Spain’s highest court said that Mr. Garzón, 56 years old, will be suspended from the legal profession for 11 years, and will be stripped of his position as investigative judge at Spain’s Audiencia Nacional, a special court that handles the country’s most complex legal cases.

It came a day after Mr. Garzón’s trial in an unrelated Franco-era case ended, with a verdict expected within weeks.

The ruling on February 9 stemmed from Mr. Garzón’s 2009 decision to arrest several Spanish suspects in a corruption probe allegedly involving top politicians from the conservative Popular Party, which currently governs in Spain, though it was in the opposition at that time.

In the ruling, the Supreme Court said Mr. Garzón used conversations taped in prison between suspects and lawyers to provide the police with clues to advance the case. Spanish law permits taping only in terrorism cases and in much harder-to-justify instances of suspicion of evidence destruction. Mr. Garzón had argued the latter.

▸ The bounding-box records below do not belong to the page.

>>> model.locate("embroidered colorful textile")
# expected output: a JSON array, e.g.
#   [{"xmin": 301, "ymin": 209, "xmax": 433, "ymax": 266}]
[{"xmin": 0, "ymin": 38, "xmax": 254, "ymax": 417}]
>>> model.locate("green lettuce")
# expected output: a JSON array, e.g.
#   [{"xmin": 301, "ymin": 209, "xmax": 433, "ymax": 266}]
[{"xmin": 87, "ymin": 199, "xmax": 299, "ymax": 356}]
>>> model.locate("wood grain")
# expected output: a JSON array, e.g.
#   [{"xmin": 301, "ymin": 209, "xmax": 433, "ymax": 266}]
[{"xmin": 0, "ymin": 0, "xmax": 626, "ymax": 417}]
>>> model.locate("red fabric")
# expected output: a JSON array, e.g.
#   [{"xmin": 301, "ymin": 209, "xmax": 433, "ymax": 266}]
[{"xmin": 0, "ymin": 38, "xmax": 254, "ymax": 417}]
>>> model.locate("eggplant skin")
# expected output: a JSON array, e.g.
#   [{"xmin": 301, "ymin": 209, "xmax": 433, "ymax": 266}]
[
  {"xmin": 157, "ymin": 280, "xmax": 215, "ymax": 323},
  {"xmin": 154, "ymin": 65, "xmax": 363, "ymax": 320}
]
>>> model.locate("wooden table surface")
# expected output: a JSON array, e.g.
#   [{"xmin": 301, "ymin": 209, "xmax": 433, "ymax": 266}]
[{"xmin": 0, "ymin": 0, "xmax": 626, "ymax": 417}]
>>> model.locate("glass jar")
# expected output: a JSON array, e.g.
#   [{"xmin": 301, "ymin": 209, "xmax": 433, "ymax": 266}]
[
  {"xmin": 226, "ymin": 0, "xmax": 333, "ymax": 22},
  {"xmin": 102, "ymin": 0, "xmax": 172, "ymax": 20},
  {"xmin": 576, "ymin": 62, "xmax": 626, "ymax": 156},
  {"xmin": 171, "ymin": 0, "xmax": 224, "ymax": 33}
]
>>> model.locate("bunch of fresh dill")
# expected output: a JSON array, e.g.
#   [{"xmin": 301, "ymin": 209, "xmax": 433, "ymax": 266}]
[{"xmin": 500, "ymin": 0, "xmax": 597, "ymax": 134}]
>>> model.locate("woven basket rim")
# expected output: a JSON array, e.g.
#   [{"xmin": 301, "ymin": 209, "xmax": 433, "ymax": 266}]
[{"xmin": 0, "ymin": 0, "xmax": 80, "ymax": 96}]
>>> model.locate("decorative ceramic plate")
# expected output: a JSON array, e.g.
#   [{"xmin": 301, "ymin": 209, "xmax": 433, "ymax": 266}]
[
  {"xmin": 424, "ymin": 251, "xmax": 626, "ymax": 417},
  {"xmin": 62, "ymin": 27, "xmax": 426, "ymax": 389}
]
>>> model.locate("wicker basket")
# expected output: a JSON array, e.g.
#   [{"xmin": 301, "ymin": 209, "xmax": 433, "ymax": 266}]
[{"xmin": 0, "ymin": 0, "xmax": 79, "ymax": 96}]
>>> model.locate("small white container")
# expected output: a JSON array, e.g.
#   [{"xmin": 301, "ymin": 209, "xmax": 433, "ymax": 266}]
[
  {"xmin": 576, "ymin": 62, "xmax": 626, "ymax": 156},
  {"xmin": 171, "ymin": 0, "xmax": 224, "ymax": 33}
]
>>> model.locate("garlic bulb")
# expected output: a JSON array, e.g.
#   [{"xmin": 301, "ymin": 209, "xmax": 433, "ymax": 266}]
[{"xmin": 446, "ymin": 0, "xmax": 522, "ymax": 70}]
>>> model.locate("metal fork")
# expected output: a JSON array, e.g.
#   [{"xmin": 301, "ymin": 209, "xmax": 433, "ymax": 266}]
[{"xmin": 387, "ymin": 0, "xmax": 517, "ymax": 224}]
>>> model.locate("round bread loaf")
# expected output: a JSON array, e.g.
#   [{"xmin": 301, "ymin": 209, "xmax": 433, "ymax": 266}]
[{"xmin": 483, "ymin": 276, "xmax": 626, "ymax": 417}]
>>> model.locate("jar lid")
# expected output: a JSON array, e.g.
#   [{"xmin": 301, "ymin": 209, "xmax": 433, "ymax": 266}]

Mr. Garzón’s taste for the spotlight and habit of speaking out in favor of liberal causes, both uncommon traits within Spain’s judiciary, caused friction with colleagues.

For years, Mr. Garzón cultivated the image of a fearless truth-seeker always willing to take on hard cases.

But even some of his backers say he overreached in a few recent cases, including the 2009 taped conversations and his 2008 decision to seek prosecution of long-dead figures of the former regime of Spanish dictator Francisco Franco for human-rights abuses, the subject of the trial that ended on February 8.

Mr. Garzón could receive an additional sentence on top of Thursday’s sentence in that trial, known as the “Historical Memory” case.

In addition, Mr. Garzón faces a third trial unrelated to the prior two, whose start date isn’t yet set, over charges that he accepted money from banks that were under investigation in his court.

Mr. Miguel Bernard, who initiated the case, said that the ruling on the 9th was evidence of the independence of Spain’s judiciary, despite strong pressure from Spain’s left and from international media that has been generally sympathetic to Mr. Garzón.

“The international hero has been presented to the world as what he really is: a criminal,” Mr. Bernard said.